A Volcano plot depicting significantly differentially secreted proteins in IDH1-het vs. IDH1-wt KG-1a cells following IL-1β stimulation (10 ng/mL, 18 h), based on n = 6 biological replicates and measured using the Olink® Target 96 Inflammation panel. Dashed horizontal line indicates a -log10 adjusted p-value threshold of 1.3 (p = 0.05); vertical dashed lines represent log2 fold change cutoffs of ±1. B Bar plot showing GSEA results based on transcriptomic profiles of IL-1β–stimulated IDH1-wt and IDH1-het KG-1a cells. Selected hallmark gene sets are ranked by NES. Yellow bars indicate positive enrichment, green bars negative enrichment. Asterisks denote significance based on FDR q-values: *q < 0.05. C ELISA measurement of TRAIL levels in cell supernatants of IDH1-wt and IDH1-het KG-1a cells following stimulation with HS-5 CM for 48 h, with or without Anakinra (10 µg/ml) treatment. Data represent mean ± SD from three independent biological replicates. Statistical analysis: unpaired two-tailed t-tests with Šidák correction for multiple comparisons; *p < 0.05, **p < 0.01; n.s. = not significant. D Flow cytometric quantification of apoptosis (% Annexin V+ cells) in IDH1-wt and IDH1-het cells after 48 h of stimulation with 10 ng/ml IL-1β or HS-5 CM, with or without Anakinra (10 µg/ml) treatment. Data represent mean ± SD from three independent biological replicates. Statistical analysis: unpaired two-tailed t-tests with Šidák correction for multiple comparisons; *p < 0.05, **p < 0.01, ***p < 0.001; n.s. = not significant. E, F Caspase-3/7 activation in IDH1-wt and IDH1-het KG-1a cells under control conditions or with HS-5 stromal cell–derived conditioned media (CM) over 72 h, assessed by live-cell fluorescence imaging without (E) or with 10 µg/ml Anakinra (F). Fluorescence was measured at 0, 24, 48 and 72 h. Data represent mean ± SD of n = 3 biological replicates. Statistical analysis was performed using two-way repeated measures ANOVA; Geisser-Greenhouse correction was applied in (E) due to violation of sphericity. **p < 0.01, n.s. = not significant.

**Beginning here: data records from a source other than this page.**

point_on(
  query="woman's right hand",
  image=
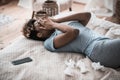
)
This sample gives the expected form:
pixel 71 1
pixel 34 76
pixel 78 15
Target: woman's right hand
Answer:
pixel 47 23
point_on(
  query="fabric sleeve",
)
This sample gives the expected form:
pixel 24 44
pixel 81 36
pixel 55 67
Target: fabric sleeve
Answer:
pixel 48 44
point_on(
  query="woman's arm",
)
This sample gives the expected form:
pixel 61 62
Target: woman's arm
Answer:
pixel 83 18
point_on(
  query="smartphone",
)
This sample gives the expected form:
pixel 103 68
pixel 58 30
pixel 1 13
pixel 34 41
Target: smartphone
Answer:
pixel 21 61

Inflammatory signaling is increasingly recognized as a determinant of AML biology, contributing to disease progression and hematopoietic dysfunction [11], yet, it remains unclear how genetic drivers modulate these pathways. Here we show that IDH1-mut AML is characterized by downregulation of inflammatory signaling pathways, consistent with prior reports linking IDH1 mutations to immune suppression [12]. Low expression levels of IL1R1, a central regulator of inflammatory pathways, correlated with improved chemotherapy response and survival in both IDH1-wt and IDH1-mut AML, with significant enrichment of IDH1-mut samples among IL1R1-low cases. This extends previous studies identifying high IL1R1 expression as a negative prognostic marker [13, 14] by showing that IL1R1-low status is significantly enriched in IDH1-mut AML. Functionally, IDH1-mut AML cells showed an apoptosis-prone response to IL-1β or stromal-derived inflammatory stimuli, contrasting the general pro-survival effects of IL-1β in AML. Reduced IL1R1 expression underpinned this IDH1-specific phenotype, as IL1R1 blockade with Anakinra reversed apoptosis in IDH1-mut but not IDH1-wt cells. At the molecular level, IDH1-mut AML showed impaired IL1R1-mediated signaling, reduced NF-κB activation, selective TRAIL induction, and enrichment of pro-apoptotic transcriptional programs. Although additional 2-HG-dependent epigenetic alterations may contribute to this phenotype, the consistent association of low IL1R1 expression with improved response and survival indicates a biologically relevant vulnerability in IDH1-mut AML. Importantly, this does not imply that IL1R1 should be therapeutically inhibited in this subgroup. On the contrary, our data suggest that intact IL1R1 signaling facilitates apoptosis induction in IDH1-mut cells under inflammatory conditions, indicating that its activity may in fact contribute to therapeutic efficacy. Accordingly, IL1R antagonists such as Anakinra or canakinumab, currently evaluated in hematologic malignancies (NCT04239157) [7, 15], may require genotype-specific consideration. These findings may also have implications for IDH1-targeted therapies such as Ivosidenib, which lower 2-HG levels and promote differentiation.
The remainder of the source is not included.